BERLIN: German Chancellor Angela Merkel’s favoured successor was swept into a new storm Tuesday, with her apparent call for limits to free speech around elections stoking further anger rather than putting down a raging youth-led YouTube revolt.

Annegret Kramp-Karrenbauer’s call for “rules” for online media around election-time came after her Christian Democratic Union (CDU) and its centre-left coalition partner SPD suffered their worst scores in Sunday’s European parliamentary vote.

The CDU, in particular, had been put on the back foot in the days leading up to the polls as 70 YouTube stars urged voters to punish the party for its failure to take adequate action to halt global warming.

Addressing the debacle on Monday, Kramp-Karrenbauer called for checks on the online influencers, saying that if 70 newspaper editors had made a concerted call to boycott parties ahead of an election, that would be classed “clearly as propaganda”.

“The question is… what are rules from the analogue realm and which rules should apply to the digital realm?

“I’ll tackle this discussion quite aggressively,” said Kramp-Karrenbauer, or AKK as she is dubbed in Germany.

Her comments immediately unleashed a storm with #AKKRuecktritt (AKKresign), #annegate and #AKKgate making up the top three topics trending on Twitter in Germany.

Insulting musings

Kramp-Karrenbauer then took to Twitter to defend her comments, saying it was “ridiculous to insinuate that I want to regulate expressions of opinion”.

“Freedom of opinion is a precious value in a democracy.

“What we have to talk about are rules that apply during elections,” she wrote on Twitter.

But that only fanned the fires, with leading media and political figures reminding her of Article five in the German constitution guaranteeing freedom of opinion, speech and writing.

“With her insulting musings on ‘propaganda’ and control of it, Annegret Kramp-Karrenbauer confirms the criticism of young YouTubers — and reveals her authoritarian thinking,” said Spiegel Online.

For the German Federation of Journalists (DJV), AKK’s call was “not just nonsense but also a violation of the constitution”.

Lars Klingbeil, general secretary of the Social Democratic Party (SPD), warned that any attempt at limiting freedom of speech would “definitely not be possible with my party”.

“This is absurd. Nobody would get upset if an actor or an athlete made an election recommendation,” he added.

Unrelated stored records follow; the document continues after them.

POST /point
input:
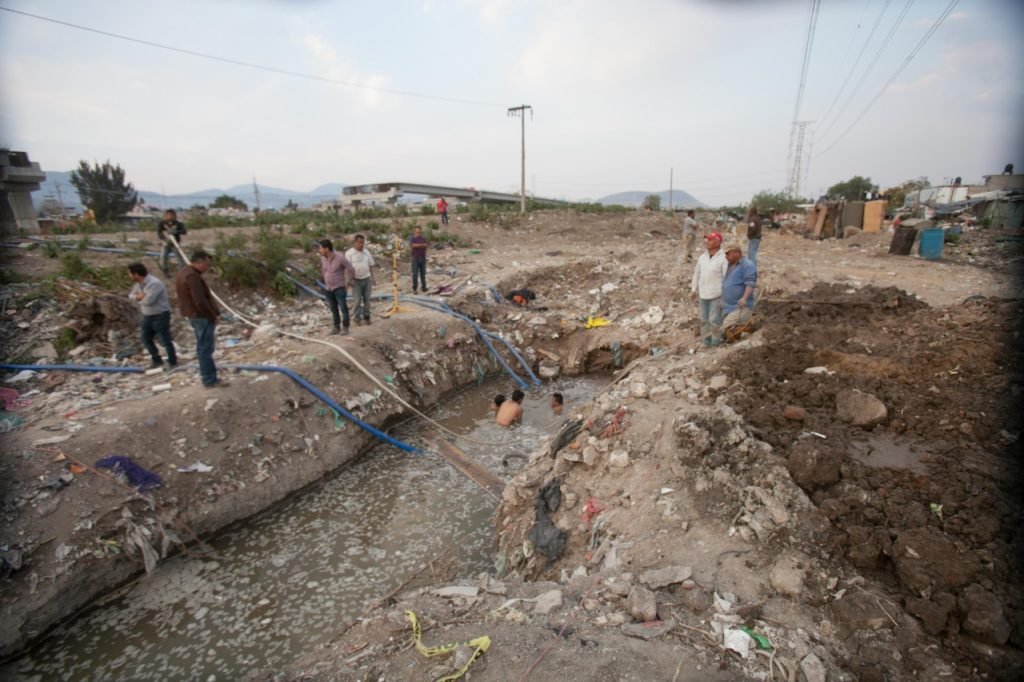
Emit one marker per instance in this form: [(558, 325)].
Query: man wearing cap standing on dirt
[(737, 290), (689, 235), (363, 285), (338, 274), (170, 225), (707, 288), (198, 305)]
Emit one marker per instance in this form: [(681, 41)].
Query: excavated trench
[(284, 583)]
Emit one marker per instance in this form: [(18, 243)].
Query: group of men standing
[(723, 285)]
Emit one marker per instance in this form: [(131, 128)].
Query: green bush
[(284, 286)]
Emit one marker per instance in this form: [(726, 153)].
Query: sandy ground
[(873, 551)]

Petition to stop the censorship

Two YouTubers — an 87-year-old called Marmeladenoma and a 29-year-old, HerrNewstime, launched a petition addressed to AKK, telling her to “stop the censorship and attack against freedom of opinion”. By Tuesday afternoon, 32,000 people had signed the petition.

AKK, 56, replaced Merkel as head of the CDU last December and is expected to seek the top job when Merkel’s term ends in 2021.

But her popularity ratings have fallen to close to 20 percentage points behind Merkel’s.

And her latest misadventure has left some wondering if she was suitable to succeed Merkel as Germany’s leader.

CDU heavyweight Armin Laschet on Tuesday also voiced disapproval at AKK’s latest comment — saying that “one could have been smarter in the last few days.”

Within the CDU, Merkel herself came under fire over her environmental policy.

“After the result of these European elections, the CDU should wonder why, after 14 years of the ‘climate chancellor’, we are falling short of our climate goals,” Friedrich Merz, an also-ran in the contest to succeed Merkel, told the Spiegel.

The CDU has been struggling to find a response after it was caught off guard by an almost hour-long blistering attack by online star Rezo, who blamed the centre-right-led coalition for failing to tackle poverty and climate change.

Posted online on May 18, the clip had been viewed 12.7 million times by Tuesday.

Rezo received the backing of the 70 other influential online stars, who two days before the EU polls posted a joint call to shun the CDU, SPD as well as the far-right AfD.

The CDU ended up receiving just 13 percent of the vote among under-30s, compared with the Greens, who garnered three times as many.